The imaging database for patients contains only cases of intermediate AMD, thus limiting the method’s applicability to other stages of AMD.

3 Results

This section shows the results of experiments performed with the segmentation method of the edges of the retinal layers presented in Section 2.

The image dataset was divided into two groups. A group composed of 308 volumes of OCT was allocated to training, and another group with 76 volumes was reserved for testing. The data for each group were selected randomly, however respecting the proportion of the distribution of exams with AMD and the control group existing in the base (269: 115). Therefore, the set of images for training consisted of 220 volumes with AMD and 88 from the control group. It was used to train the networks that make up the initial and final segmentation stages. The test set was made up of 50 volumes with AMD and 26 from the control group.

For each volume of the training set, 5 B-scans were selected to train the networks, comprised of 1540 images, where 540 of which were used for validation. Since each base volume contains 100 B-scans, but not all possess a ground truth, the most central ones were chosen since it contains complete markings of the edges of the retina layers. The segmentation tests evaluated 3,600 B-scans.

The initial segmentation step has the objective of separating two areas in the image where the edges of the layers are positioned. We can verify by the structure of the retina that the ILM is separated from the other two (RPE, BM), as explained in Section 2.4. The U-net was used for this task and generated desired results, reaching a Dice of 97% in the test.
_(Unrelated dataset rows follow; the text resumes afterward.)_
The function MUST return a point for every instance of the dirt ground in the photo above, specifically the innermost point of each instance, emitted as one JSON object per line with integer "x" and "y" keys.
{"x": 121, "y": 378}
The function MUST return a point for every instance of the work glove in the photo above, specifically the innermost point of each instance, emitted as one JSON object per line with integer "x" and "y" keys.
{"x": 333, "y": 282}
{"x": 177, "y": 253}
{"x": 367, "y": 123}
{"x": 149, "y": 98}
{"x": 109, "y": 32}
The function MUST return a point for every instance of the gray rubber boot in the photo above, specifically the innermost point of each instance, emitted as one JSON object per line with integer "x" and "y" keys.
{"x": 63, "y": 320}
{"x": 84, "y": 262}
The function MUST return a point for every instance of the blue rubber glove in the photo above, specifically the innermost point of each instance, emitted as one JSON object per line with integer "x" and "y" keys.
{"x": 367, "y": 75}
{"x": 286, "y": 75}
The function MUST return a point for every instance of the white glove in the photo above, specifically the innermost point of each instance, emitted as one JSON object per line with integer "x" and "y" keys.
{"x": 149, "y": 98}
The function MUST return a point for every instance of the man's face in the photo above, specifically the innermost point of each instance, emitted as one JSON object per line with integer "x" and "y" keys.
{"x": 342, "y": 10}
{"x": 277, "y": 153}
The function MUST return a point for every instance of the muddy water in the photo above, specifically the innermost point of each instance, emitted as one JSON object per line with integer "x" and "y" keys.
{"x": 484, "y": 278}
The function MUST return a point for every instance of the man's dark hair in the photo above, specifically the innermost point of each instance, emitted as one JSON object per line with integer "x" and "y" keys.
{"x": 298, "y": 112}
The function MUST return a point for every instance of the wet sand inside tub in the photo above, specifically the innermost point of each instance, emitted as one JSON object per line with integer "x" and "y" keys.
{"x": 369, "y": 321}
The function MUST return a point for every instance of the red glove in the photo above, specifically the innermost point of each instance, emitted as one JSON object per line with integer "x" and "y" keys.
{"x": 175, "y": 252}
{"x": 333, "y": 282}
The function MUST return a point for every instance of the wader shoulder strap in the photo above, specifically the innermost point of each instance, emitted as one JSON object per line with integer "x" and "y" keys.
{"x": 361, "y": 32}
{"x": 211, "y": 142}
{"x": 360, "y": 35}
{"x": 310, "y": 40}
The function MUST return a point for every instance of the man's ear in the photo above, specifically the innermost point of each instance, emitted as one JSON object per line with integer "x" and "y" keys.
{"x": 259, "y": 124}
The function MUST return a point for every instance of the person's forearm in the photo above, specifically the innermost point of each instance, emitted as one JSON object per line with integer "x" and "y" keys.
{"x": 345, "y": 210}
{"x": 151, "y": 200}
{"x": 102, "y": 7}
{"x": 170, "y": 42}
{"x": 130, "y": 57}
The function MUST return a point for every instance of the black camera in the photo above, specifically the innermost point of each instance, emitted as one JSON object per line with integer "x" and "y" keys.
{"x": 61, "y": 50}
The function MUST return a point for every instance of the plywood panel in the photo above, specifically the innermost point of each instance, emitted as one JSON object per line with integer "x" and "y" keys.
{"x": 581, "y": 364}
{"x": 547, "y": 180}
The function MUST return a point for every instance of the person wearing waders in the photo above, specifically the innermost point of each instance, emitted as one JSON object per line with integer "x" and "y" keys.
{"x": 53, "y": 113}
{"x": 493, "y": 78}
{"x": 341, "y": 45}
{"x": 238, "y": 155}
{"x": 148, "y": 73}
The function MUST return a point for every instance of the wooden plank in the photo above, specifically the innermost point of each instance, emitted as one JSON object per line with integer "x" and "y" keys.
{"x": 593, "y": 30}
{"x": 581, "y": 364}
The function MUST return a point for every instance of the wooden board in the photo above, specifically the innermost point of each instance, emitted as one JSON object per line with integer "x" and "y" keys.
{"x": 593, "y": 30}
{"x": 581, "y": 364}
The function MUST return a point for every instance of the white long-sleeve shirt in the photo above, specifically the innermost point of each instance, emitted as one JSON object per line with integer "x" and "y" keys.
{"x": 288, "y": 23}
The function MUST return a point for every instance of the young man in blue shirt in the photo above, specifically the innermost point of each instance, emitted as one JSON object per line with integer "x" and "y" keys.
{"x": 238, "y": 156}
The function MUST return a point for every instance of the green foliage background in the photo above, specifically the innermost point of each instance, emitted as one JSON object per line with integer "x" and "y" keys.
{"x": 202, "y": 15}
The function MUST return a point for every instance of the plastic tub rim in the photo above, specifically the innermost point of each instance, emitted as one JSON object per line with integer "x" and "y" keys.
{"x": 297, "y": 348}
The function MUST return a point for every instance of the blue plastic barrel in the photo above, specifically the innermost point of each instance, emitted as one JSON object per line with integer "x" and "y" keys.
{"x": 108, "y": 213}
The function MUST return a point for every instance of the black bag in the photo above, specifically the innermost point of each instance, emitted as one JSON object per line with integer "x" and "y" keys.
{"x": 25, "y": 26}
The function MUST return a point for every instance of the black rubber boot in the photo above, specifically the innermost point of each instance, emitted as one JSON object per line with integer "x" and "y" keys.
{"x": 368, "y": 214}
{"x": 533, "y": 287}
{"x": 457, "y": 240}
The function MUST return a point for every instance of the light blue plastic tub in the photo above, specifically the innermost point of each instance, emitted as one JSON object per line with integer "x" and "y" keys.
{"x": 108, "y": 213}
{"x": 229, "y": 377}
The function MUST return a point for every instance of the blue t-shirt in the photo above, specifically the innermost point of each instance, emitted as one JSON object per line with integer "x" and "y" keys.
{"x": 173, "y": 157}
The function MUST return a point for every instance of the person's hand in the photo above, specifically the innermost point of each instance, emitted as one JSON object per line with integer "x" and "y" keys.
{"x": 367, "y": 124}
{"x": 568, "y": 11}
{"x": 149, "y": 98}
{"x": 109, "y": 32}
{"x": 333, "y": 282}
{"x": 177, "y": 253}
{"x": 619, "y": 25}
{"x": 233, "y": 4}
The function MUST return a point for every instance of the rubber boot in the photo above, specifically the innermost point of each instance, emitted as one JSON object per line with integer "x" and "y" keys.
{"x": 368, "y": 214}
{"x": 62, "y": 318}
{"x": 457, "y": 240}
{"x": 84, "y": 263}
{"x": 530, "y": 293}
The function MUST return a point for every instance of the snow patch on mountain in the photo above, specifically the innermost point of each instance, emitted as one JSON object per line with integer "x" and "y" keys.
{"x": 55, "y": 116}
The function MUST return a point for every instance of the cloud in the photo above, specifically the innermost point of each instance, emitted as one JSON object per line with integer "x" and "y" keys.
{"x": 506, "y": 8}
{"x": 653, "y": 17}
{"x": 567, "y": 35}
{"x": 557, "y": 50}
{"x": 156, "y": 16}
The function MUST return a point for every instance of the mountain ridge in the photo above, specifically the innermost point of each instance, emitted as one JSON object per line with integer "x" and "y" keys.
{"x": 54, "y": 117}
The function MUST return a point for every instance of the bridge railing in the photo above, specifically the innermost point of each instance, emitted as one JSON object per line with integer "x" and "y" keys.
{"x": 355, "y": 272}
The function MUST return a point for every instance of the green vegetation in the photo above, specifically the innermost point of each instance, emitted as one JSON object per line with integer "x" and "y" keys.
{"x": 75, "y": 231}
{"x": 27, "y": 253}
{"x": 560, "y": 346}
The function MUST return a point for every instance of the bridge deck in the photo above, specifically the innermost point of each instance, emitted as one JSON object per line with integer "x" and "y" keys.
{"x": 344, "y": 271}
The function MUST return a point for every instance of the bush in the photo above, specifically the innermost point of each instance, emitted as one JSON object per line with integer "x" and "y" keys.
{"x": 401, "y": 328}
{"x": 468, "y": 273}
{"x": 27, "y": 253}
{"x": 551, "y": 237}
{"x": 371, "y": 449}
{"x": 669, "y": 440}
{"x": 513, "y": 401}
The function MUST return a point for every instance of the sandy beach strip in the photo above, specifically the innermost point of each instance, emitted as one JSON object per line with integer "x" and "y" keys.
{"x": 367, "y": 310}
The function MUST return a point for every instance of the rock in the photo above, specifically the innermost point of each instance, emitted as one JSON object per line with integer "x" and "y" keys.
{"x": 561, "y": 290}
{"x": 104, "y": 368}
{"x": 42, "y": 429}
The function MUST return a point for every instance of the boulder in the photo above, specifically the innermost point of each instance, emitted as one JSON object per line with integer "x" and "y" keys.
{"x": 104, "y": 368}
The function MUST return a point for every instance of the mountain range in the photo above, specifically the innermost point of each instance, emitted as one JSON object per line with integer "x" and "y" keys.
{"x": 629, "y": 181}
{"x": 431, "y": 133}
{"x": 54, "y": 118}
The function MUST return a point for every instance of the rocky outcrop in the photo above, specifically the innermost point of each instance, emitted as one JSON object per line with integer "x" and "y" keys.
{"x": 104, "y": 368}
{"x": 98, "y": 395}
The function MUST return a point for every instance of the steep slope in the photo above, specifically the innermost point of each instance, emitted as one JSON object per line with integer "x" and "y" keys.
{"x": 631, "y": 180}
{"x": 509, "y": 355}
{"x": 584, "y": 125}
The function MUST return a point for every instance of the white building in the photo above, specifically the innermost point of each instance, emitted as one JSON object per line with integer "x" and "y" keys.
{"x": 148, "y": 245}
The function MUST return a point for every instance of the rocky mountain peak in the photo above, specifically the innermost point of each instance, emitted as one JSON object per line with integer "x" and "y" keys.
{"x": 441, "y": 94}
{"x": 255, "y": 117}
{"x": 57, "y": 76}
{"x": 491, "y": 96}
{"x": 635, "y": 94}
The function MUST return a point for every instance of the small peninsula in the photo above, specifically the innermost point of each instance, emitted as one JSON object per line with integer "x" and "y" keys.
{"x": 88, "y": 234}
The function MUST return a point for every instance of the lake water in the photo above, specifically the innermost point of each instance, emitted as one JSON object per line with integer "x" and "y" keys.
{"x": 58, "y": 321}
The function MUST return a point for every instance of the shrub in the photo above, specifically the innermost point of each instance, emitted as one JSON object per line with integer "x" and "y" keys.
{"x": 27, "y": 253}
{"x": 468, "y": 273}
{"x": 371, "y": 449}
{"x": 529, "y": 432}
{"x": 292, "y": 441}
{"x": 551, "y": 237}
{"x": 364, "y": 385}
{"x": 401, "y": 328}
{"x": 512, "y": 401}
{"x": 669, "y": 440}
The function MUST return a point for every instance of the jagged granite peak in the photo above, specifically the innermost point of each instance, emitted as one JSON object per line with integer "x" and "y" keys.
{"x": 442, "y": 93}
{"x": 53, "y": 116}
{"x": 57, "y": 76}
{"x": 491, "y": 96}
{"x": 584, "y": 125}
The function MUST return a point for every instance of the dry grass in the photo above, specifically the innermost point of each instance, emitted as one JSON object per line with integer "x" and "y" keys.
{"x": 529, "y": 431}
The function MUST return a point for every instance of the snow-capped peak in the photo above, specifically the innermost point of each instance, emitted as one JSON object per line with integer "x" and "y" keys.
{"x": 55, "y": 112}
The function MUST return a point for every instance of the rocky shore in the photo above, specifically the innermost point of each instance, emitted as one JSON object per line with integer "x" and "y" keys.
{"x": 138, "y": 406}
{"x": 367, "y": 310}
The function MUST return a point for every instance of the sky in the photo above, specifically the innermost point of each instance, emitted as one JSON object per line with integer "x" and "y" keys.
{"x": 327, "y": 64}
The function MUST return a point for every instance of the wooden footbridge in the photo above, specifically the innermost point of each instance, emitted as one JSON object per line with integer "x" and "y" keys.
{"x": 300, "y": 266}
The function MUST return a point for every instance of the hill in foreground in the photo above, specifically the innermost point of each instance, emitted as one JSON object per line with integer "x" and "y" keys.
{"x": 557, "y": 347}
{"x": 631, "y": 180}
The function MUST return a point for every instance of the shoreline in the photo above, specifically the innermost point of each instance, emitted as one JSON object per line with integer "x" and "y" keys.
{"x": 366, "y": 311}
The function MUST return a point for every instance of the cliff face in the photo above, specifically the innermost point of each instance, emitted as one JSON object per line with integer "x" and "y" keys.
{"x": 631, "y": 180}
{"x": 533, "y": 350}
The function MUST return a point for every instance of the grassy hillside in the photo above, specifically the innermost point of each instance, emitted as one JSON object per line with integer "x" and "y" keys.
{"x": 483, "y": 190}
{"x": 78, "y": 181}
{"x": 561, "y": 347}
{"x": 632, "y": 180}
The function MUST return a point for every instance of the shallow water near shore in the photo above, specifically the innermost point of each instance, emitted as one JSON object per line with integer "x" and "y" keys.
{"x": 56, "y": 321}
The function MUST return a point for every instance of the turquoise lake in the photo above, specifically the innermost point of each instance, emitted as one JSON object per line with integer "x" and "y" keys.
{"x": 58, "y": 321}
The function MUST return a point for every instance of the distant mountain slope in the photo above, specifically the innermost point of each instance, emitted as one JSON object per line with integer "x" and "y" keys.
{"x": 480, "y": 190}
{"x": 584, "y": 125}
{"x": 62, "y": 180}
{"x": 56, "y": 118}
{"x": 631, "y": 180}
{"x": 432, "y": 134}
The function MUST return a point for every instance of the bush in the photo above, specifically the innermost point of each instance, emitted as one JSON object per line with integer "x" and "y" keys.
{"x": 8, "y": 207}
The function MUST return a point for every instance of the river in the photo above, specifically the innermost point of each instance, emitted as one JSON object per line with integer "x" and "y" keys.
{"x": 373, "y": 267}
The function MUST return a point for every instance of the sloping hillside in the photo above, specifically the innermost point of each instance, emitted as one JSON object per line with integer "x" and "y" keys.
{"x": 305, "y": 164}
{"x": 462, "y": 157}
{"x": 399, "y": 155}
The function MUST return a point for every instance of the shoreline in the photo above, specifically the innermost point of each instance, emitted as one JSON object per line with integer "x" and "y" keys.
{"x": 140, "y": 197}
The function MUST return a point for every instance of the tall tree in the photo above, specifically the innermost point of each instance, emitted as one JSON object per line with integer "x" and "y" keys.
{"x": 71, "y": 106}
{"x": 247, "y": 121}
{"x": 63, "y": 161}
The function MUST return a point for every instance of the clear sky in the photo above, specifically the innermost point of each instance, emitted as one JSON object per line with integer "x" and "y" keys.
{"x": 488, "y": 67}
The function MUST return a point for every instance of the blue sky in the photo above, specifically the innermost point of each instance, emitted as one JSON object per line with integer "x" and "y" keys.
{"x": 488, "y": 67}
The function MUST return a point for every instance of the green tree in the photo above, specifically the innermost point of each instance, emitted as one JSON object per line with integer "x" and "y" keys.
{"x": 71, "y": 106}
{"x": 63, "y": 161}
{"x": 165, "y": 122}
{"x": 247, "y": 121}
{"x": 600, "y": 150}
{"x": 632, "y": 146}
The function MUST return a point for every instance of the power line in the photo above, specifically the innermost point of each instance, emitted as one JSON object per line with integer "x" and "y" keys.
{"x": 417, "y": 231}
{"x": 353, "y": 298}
In Fig 7, we can see examples of the results generated by the step.

Fig 7 — On the left, the original image of the mask, and on the right, the result of the network.

Table 1 shows the results obtained for the segmentation of the ILM edge, the inner edge of the RPE, and the outer edge of the BM, with the results of calculating the error between our automatic segmentation method and the ground truth provided by the dataset. The values of the average of the MAE are considered low, presenting a higher value for the edges of the RPE and BM due to the fact that in retinas with AMD, drusen that cause deformations between these two layers are formed. The results showed low standard deviation values, showing that the method is very consistent, even between classes.

Table 1. The results of segmentation of the edges of the retinal layers.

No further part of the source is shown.